パターン7:Forced action(強制)
ユーザーが希望の行動を行うために、望ましくないアクションをユーザーに強要する手法。例えばCookie同意のポップアップ確認ボタンをクリックしないとコンテンツを閲覧できないとか、商品の情報を見たいだけなのに、個人情報を入力してアカウントの作成を強制するようなケースがこれに該当する。グローバルなIT企業や会計士企業で未だにこのやり方を採っているところも少なくない。
さてこうして見てくると、意外と大手企業や有名ECサイトでもダークパターンを平気で使っているところが少なくないことに気づくはずだ。
しかしダークパターンに引っ掛かったことに気づいた、または解約に難儀したユーザーからは「二度とこんな企業から買うもんか」と反発される可能性が高い。その仕掛けに気づいたユーザーからは少なくとも不評を買う。へたをするとSNSで炎上しかねない。碌なことはない。

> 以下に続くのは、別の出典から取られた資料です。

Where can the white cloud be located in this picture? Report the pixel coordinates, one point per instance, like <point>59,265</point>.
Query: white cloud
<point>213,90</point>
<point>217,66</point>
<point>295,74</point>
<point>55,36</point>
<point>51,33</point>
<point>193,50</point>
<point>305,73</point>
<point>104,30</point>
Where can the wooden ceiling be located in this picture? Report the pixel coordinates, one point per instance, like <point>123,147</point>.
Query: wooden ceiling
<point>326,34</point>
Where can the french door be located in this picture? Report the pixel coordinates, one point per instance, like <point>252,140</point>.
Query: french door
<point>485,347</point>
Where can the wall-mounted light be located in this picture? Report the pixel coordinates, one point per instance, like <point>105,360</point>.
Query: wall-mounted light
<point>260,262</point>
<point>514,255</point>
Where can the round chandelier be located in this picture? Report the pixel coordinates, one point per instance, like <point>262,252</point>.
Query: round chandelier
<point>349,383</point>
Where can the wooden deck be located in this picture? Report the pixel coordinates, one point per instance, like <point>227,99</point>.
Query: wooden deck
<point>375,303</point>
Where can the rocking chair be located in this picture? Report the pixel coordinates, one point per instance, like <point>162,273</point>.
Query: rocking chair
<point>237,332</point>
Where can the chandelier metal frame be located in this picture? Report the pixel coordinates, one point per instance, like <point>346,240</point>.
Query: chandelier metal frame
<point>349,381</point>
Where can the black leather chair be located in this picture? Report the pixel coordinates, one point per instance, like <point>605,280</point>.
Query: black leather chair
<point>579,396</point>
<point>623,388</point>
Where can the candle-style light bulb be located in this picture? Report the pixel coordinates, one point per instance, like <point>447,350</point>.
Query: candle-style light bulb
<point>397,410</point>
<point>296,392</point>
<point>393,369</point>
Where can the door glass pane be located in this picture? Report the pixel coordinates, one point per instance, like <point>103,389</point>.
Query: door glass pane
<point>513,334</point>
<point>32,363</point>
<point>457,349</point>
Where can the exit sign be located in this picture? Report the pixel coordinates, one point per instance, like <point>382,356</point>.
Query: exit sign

それなのになぜこんなに「流行」していて、しかもずっと続けているサイトが多いのだろう。
ウェブサイトのデザインを請け負っている知人に尋ねてみると、企業の担当者に「そもそもダークパターンがいけないとの自覚がない。むしろ有用なテクニックだと勘違いしている。そのため実際に依頼されることもある」とのショッキングな回答が返ってきた。
その背景として、企業担当者は「短期的成果を上司から迫られている」ので「安易に他社を真似ることに躍起」だというのが実情のようだ。ウェブコンサルがこうした手法の「ノウハウ伝授」をウリにしているケースもあるようだ。それで同じようなやり口が各業界で広まっているのかと納得がいった。
しかし紹介してきたように、ダークパターンというのは犯罪ではないのかも知れないが、日本人が大好きな「誠実さ」とは真逆のやり口だ。短期的には成果を上げるかも知れないが、いずれ痛いしっぺ返しを食らう恐れが高い、麻薬のようなものだ。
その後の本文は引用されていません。